Amadeus

   Los inmensos muros de la Última Necrópolis rugían y hacían temblar la tierra con cada movimiento. Las rendijas de luz azul y las intensas corrientes de aire acompañaban el lento y vibrante giro de los fragmentos de piedra a todo lo largo del muro. La cámara era un cono hueco, titánico, con una estructura también cónica encayada en su interior. Una gruesa columna construida en piedra que se dividía en siete pilares de más de doscientos metros de diámetro. De arriba abajo, finas hebras de luz atravesaban la tallada superficie, imitando la enervadura de un tronco. En el corazón de la estructura, una pirámide escalonada, alta y elegante. Cuatro escalinatas conducían a un altar coronado por un techo sobre el que ondeaban cuatro largos pendones negros. De entre las juntas de los diferentes bloques de piedra de la pirámide llegaba la misma luz antinatural azulada y polvorienta, formando intrincados diseños. Por una de las escalinatas asciende una mujer alta, esbelta, de rasgos asiáticos, pelo negro largo, acompañada de otra mujer más baja, de pelo rojo intenso. La morena asciende apoyándose en una lanza de más de dos metros, transparente, que despide extraños destellos. Por cada una de las otras escalinatas suben tres figuras humanas recubiertas por pesadas armaduras y livianas túnicas negras.
  No median palabra cuando llegan los once, a la vez, a la cúspide de la pirámide, al amparo de las losas de piedra que soportan en sus esquinas las astas de los pendones negros. En ritual silencio, permanecieron inmóviles hasta que las rocas de los muros se congelaron y la luz azul desapareció engullida por la sombra. Después de varios minutos de sobrecogedores rugidos pétreos y profundos ruidos mecánicos, cayó sobre el lugar un silencio más profundo aún que la total negrura que también les abrazó.
  Una brisa leve y casi imperceptible revolvió las túnicas y vestimentas. Prendió un punto de luz azul sobre el altar. Se elevó lentamente un metro sobre la fría piedra y comenzó a hacerse más grande y brillante. La brisa tornó en un viento poderoso que rugía hacia el interior de aquella forma de luz gas que crecía y extendía sus tentáculos gaseosos hasta el suelo y hasta el techo. Lanzando bucles etéreos de tejidos blancos y vaporosos, la nube de luz blanquecina creció hasta ocupar toda la parte alta de la pirámide y empezar a iluminar las pesadas piedras que conformaban los siete pilares.
  La piel negra, brillante, de apariencia líquida, reflejaba destellos y ocultaba el irregular flujo de extrañas sustancias internas.
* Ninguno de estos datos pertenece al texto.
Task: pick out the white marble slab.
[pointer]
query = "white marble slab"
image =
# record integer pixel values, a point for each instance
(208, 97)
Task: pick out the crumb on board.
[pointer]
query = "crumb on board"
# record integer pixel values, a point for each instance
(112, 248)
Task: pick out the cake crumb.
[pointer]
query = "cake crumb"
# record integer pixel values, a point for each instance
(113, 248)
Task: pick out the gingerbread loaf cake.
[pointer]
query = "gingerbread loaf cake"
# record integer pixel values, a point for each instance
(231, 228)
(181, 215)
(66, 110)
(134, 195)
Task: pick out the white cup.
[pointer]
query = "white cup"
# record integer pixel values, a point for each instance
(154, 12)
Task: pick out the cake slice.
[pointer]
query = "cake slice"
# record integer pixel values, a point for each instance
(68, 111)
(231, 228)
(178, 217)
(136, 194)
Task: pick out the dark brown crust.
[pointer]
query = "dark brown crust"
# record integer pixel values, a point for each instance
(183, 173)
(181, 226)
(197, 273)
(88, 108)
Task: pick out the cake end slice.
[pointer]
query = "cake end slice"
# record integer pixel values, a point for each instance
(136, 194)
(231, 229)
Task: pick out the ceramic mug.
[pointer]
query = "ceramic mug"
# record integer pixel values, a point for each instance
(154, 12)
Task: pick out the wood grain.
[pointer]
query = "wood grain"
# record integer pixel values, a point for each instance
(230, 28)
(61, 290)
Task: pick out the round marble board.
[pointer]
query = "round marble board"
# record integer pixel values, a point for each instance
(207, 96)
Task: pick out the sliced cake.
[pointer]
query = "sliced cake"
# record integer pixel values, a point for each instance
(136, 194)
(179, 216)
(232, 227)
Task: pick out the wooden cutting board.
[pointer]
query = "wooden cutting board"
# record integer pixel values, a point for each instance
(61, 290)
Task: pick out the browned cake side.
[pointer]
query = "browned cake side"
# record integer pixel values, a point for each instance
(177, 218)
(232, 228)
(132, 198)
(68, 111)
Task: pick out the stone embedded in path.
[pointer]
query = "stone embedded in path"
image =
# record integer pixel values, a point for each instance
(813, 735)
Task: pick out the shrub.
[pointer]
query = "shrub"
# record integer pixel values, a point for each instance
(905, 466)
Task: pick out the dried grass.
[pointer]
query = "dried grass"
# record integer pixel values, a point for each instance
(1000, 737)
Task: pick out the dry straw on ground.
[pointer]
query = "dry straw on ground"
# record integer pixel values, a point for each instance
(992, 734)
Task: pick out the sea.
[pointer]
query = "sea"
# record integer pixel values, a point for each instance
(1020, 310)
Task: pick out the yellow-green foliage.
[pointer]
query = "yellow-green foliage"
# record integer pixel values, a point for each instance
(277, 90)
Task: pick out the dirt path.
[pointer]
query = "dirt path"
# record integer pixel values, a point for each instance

Desde los hombros hasta los estrechos escalones, ondeaba grácil y lentamente una larga capa turquesa con detalles plateados en los bordes. Ómicron llegaba a lo alto de la pirámide con paso uniforme y lento. Cuando llegó, el viento cesó y la nube de luz y gas se comprimió sobre sí misma y desapareció, dejando en los presentes aún la sensación de la luz cegadora.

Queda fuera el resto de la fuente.